There has been much discussion in the periodical publishing industry about two theories by Harvard professors. The first is Professor Clayton Christensen‘s Innovator’s Dilemma theory. It proposes that the best of conventional ‘good business practices’ can ultimately weaken established industries because those industries tend to ignore upstart technological innovation until it is too late and those new technologies overwhelm them. The second is a spinoff of that, Professor Clark Gilbert‘s Disruptive Technologies theory, which postulates that once established industries do respond, these industries manage their responses very rigidly, as if they were just like their core businesses.
Although those two theories are instructive, I don’t think they apply to to the periodical publishing industry, particular newspapers. Periodicals didn’t ignore upstart technological innovations such as the Internet; periodicals began publishing on the Web in 1994. Nor did periodicals manage their Internet subsidiaries very rigidly (at least not during the boom years of Internet growth, from 1994 until the recession of 2001).
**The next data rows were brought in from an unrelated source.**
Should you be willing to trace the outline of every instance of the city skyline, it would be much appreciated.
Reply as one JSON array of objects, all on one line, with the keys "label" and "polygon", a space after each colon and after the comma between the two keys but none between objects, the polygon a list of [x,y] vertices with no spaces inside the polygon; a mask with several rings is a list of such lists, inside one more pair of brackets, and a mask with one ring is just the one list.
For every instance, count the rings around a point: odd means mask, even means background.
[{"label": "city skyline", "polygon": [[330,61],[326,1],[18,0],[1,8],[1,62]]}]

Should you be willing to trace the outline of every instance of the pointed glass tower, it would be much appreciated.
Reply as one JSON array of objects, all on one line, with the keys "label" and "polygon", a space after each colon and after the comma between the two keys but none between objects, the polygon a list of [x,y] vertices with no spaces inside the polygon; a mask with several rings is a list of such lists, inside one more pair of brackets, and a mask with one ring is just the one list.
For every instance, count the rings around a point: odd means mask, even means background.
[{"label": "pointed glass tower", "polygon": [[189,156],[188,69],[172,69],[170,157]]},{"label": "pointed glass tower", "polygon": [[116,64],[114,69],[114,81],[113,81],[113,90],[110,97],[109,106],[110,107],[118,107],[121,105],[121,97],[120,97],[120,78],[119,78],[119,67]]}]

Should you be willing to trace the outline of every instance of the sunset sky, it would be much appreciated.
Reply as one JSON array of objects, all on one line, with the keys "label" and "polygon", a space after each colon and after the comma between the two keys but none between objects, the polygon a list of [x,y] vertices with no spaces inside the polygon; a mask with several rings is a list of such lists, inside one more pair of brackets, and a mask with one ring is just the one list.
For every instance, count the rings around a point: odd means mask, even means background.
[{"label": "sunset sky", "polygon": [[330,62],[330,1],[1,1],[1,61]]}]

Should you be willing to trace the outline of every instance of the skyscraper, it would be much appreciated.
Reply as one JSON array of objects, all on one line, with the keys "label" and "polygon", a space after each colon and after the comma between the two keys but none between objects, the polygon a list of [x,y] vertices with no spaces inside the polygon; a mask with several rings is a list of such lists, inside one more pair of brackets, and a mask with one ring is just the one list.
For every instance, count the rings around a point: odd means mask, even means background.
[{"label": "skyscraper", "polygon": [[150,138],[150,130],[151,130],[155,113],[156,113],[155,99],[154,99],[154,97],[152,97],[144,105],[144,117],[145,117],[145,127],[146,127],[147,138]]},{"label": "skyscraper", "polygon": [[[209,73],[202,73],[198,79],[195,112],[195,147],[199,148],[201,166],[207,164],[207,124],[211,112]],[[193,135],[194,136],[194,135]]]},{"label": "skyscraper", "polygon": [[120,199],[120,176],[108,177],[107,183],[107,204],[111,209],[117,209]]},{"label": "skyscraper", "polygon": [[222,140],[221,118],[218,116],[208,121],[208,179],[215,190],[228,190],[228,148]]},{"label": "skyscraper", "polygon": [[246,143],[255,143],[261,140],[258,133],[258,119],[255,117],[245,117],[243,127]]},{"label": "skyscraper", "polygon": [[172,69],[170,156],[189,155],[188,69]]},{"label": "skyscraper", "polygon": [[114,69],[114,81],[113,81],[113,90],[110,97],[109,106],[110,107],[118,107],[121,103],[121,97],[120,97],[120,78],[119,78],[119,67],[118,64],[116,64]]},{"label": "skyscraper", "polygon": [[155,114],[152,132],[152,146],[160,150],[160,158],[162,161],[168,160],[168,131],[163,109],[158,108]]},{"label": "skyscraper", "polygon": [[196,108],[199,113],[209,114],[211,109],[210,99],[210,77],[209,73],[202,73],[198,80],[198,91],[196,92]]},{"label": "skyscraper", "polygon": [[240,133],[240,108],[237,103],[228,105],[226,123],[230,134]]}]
During those years, online periodical publishing subsidiaries were often managed fast and loose.
Instead, I think that the periodical publishing industry has been proceeding rather uncannily along a theory postulated by a third Harvard Business School professor, Donald Sull. He teaches that graduate school’s required first-year course, The Entrepreneurial Manager and researches how success breeds corporate inertia. Prof. Sull has found that when successful industries’ face big changes in their environment, they tend to respond not with paralysis but with what he calls active inertia — a tendency to persist in established patterns of behavior.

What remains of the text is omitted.